During dryland, athletes participate in a series of exercise routines designed to increase strength, flexibility, coordination, balance, and stamina. Swimmers will also learn about the important role nutrition plays in achieving their overall goals, including what to eat before, during, and after competition to maximize performance. 

Ages 10-Under

For our youngest athletes, the primary focus is on coordination, balance, flexibility, and core strength. This is accomplished through a variety of body weight exercises, with major emphasis placed on strengthening the core muscles. Core muscles are the foundation in creating a strong body, thus resulting in better performance and reduced injury risk.

Ages 11-14

At this stage, athletes will begin to focus on increasing strength, conditioning, and stamina in the upper and lower body without the use of heavy weights or equipment. Athletes will engage in various strength exercises with the use of weighted balls, explosive drills, resistant bands, boxes, and body weight movements.

Ages 15-Over

To achieve high-level results in the pool, athletes at this stage must focus on becoming stronger in all primary strength and conditioning aspects such as flexibility, core strength, stamina, and upper and lower body strength, with an increased emphasis on speed. This is accomplished through various strength exercises with the use of weighted balls, explosive drills, resistant bands, boxes, and body weight movements, placing a big emphasis maintaining proper technique. Athletes will also engage in a variety of running movements and drills designed to increase kicking speed in the pool.

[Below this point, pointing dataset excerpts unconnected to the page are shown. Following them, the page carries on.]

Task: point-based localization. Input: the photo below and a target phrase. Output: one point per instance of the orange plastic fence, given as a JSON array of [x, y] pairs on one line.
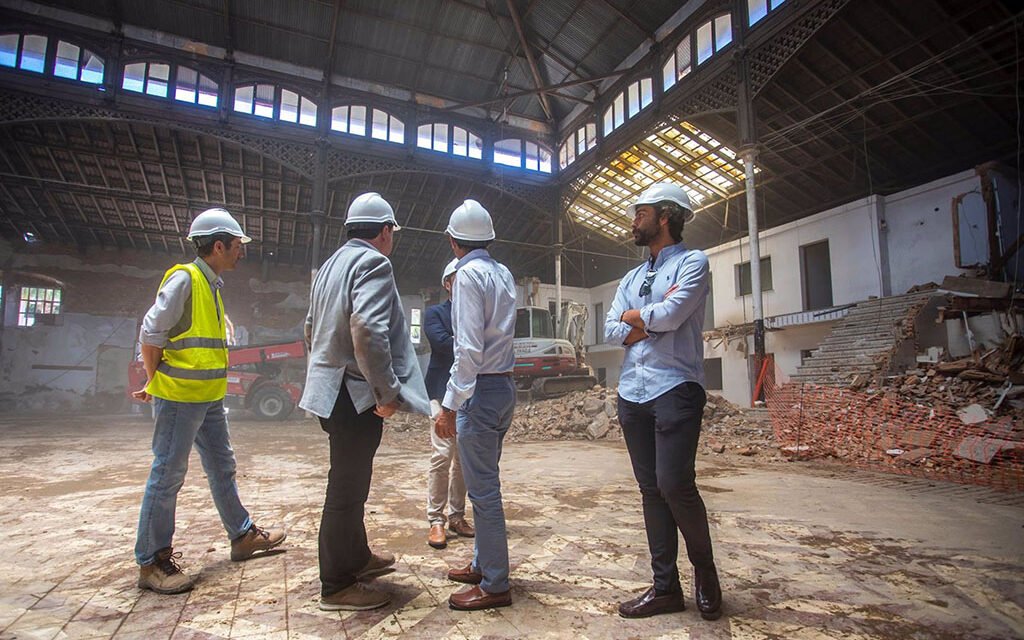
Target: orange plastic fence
[[884, 432]]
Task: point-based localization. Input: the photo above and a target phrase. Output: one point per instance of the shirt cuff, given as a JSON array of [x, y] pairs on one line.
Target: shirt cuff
[[156, 340], [452, 400]]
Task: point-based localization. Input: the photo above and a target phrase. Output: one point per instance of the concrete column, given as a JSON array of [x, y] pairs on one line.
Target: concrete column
[[558, 279], [749, 155], [880, 236], [320, 202]]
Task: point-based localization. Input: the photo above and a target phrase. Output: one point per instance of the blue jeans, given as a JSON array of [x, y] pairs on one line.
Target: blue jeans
[[177, 426], [481, 424]]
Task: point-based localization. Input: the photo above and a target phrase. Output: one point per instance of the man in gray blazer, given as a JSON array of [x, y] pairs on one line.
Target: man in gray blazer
[[361, 369]]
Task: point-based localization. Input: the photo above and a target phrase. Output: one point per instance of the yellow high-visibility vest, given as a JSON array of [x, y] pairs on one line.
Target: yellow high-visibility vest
[[194, 367]]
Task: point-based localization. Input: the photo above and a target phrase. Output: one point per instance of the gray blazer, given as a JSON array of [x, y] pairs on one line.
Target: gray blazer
[[355, 331]]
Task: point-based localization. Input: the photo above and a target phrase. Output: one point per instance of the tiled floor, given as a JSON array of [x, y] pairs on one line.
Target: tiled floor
[[802, 555]]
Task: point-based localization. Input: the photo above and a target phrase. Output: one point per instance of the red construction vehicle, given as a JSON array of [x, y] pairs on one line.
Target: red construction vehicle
[[550, 363], [257, 378]]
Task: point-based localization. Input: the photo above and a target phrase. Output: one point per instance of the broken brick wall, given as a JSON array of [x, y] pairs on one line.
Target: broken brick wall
[[884, 431]]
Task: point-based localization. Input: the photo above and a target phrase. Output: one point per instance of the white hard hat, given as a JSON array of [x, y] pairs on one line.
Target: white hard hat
[[449, 270], [371, 208], [663, 192], [216, 220], [471, 222]]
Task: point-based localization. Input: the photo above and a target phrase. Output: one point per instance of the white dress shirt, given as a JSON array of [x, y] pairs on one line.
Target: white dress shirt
[[483, 321]]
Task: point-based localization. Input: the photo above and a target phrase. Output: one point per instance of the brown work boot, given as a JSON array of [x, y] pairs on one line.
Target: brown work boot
[[164, 576], [437, 538], [379, 564], [461, 527], [356, 597], [254, 541], [466, 574]]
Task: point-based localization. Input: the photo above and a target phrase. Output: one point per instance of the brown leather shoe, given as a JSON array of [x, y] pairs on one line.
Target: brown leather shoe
[[461, 527], [466, 574], [651, 604], [474, 599], [437, 538]]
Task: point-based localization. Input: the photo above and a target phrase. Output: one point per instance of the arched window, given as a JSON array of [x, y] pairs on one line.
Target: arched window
[[714, 36], [351, 119], [522, 154], [628, 103], [756, 9], [579, 142], [155, 79], [452, 139], [192, 86], [28, 52], [267, 100], [74, 62], [679, 65], [295, 108]]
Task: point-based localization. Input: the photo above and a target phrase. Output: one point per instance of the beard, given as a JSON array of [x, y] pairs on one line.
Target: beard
[[642, 237]]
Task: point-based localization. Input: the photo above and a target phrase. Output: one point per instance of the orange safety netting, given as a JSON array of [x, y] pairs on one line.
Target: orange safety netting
[[885, 432]]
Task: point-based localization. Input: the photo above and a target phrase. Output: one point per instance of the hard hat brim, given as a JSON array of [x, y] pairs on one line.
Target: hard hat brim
[[631, 211]]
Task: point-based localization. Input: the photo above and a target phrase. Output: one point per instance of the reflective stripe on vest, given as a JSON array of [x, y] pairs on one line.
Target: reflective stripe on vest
[[192, 374], [194, 365]]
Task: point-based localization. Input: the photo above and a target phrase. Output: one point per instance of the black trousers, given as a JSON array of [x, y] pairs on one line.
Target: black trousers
[[354, 438], [662, 437]]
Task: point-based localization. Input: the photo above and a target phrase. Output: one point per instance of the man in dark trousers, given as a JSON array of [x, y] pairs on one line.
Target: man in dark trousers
[[361, 369], [444, 482], [657, 316]]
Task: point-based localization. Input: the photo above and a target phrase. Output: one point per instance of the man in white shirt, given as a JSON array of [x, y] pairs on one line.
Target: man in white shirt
[[480, 398]]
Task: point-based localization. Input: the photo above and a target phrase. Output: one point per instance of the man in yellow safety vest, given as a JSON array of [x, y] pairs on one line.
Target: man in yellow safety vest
[[184, 350]]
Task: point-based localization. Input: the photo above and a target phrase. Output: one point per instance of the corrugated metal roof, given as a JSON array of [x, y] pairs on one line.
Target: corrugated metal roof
[[680, 153]]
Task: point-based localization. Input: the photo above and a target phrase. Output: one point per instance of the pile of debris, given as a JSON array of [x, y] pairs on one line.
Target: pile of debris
[[993, 380], [592, 415]]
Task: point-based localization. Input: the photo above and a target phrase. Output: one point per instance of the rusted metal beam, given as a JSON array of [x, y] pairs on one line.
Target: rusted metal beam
[[535, 70]]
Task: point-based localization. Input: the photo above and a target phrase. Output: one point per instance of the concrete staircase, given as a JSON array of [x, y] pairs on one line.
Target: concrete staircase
[[873, 336]]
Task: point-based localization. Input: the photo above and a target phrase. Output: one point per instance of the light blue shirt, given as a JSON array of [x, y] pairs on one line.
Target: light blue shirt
[[170, 311], [674, 352], [483, 321]]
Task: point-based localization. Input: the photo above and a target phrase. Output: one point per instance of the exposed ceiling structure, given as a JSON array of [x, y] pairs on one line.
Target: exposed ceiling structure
[[884, 97], [878, 97]]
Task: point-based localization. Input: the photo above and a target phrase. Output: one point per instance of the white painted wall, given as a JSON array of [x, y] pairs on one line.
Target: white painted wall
[[912, 230], [921, 230], [51, 369]]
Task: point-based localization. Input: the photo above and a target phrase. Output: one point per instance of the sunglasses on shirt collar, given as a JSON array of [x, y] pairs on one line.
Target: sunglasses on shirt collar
[[648, 280]]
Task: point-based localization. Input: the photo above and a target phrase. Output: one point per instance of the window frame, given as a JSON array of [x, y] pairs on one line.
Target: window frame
[[50, 305], [524, 158], [174, 82], [620, 109], [713, 25], [766, 283], [259, 102]]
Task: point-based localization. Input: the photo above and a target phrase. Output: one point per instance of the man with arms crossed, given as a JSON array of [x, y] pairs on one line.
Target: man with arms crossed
[[657, 315]]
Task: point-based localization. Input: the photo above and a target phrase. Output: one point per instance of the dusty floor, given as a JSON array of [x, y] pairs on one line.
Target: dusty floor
[[803, 551]]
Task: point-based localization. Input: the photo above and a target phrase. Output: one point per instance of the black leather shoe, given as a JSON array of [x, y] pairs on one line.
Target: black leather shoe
[[651, 604], [708, 593]]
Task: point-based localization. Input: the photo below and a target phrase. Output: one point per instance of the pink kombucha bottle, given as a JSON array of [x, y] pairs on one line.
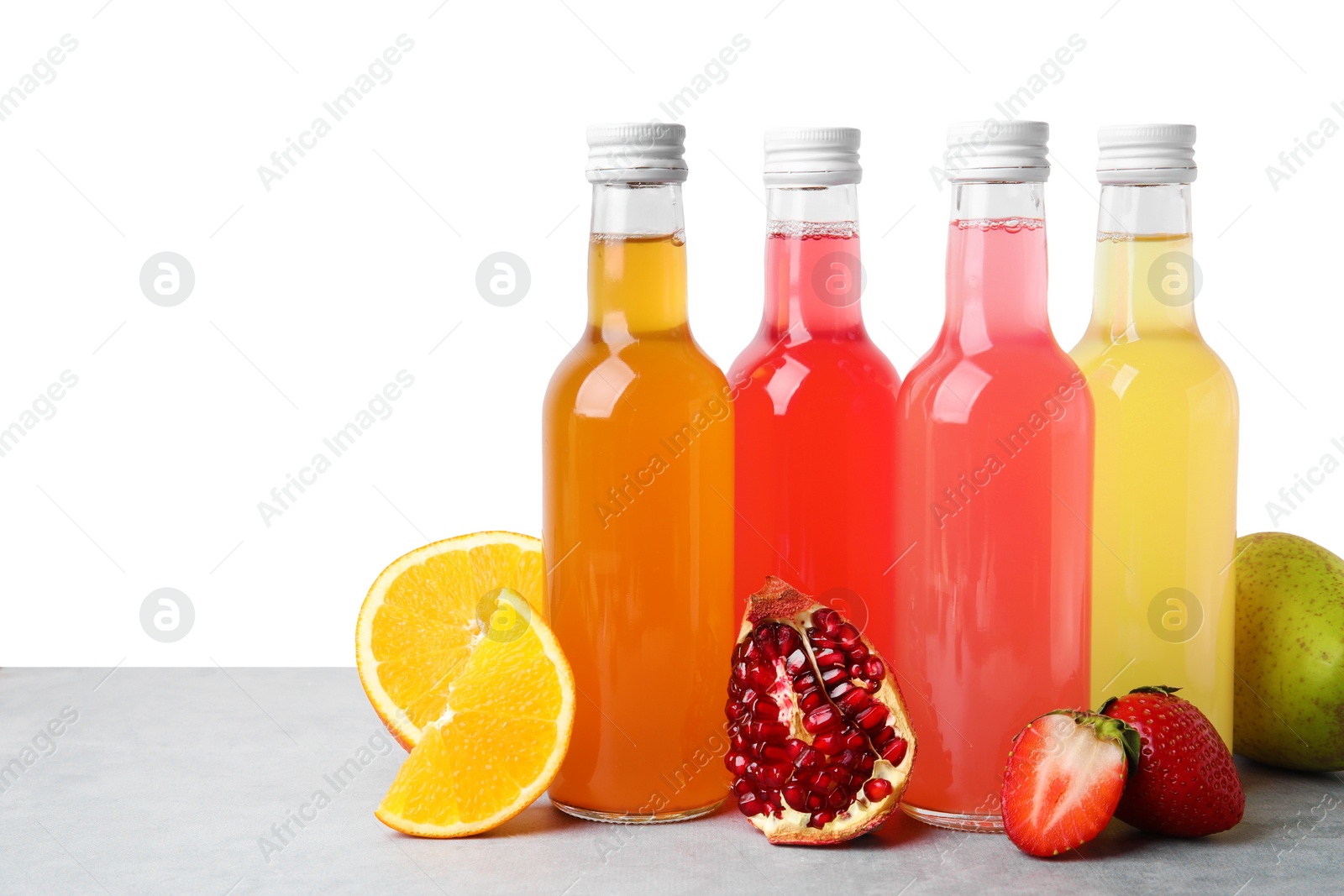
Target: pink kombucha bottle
[[995, 436], [815, 399]]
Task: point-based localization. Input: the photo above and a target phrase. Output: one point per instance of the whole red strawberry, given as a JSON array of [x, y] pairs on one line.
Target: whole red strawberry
[[1063, 779], [1186, 783]]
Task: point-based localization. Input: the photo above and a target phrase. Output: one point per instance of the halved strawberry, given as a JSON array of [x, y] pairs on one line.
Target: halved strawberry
[[1186, 783], [1065, 777]]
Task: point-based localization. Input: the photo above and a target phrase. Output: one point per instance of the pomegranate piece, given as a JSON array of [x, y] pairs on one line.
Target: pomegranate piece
[[822, 741]]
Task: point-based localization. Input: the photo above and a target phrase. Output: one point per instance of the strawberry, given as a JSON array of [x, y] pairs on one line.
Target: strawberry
[[1065, 777], [1186, 783]]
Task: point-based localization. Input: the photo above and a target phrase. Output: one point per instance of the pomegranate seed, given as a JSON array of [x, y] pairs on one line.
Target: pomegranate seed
[[823, 783], [752, 652], [810, 761], [750, 805], [855, 700], [822, 719], [877, 789], [830, 658], [895, 752], [773, 775], [761, 678], [839, 773], [827, 620], [873, 718], [796, 795], [830, 743]]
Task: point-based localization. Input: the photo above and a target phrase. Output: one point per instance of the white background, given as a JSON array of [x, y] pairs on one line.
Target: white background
[[360, 261]]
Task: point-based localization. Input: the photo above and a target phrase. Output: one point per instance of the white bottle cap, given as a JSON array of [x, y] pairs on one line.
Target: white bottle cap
[[812, 156], [1147, 155], [636, 154], [1011, 150]]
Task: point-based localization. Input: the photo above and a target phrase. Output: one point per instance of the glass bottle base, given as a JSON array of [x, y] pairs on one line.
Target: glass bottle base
[[958, 821], [636, 819]]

In addition to traditional dryland training, the Marlins also offer a weekly Yoga program for our athletes, developed by Swimmers Edge Yoga

Why do Swimmers Need Yoga?

Swimmers are tremendous athletes. Not only do they train hard in the pool, but the best of them engage in challenging dryland programs to build strength and endurance.  

Yoga is an excellent way to connect a swimmer's rigorous dryland training to the work he or she does in the pool. Yoga builds on  swimmer's strength training by adding a flexibility and stabilizing component and promotes the mind/body connection, giving swimmers more control of their increasing strength when they are in the water.

Yoga also actively encourages recovery with intelligent stretching and restorative postures that help prevent injury and ready a swimmer for his or her next training demands.

Yoga develops mental preparation, relaxation and breath control, all crucial for race day as well as to navigate seasonal workout demands.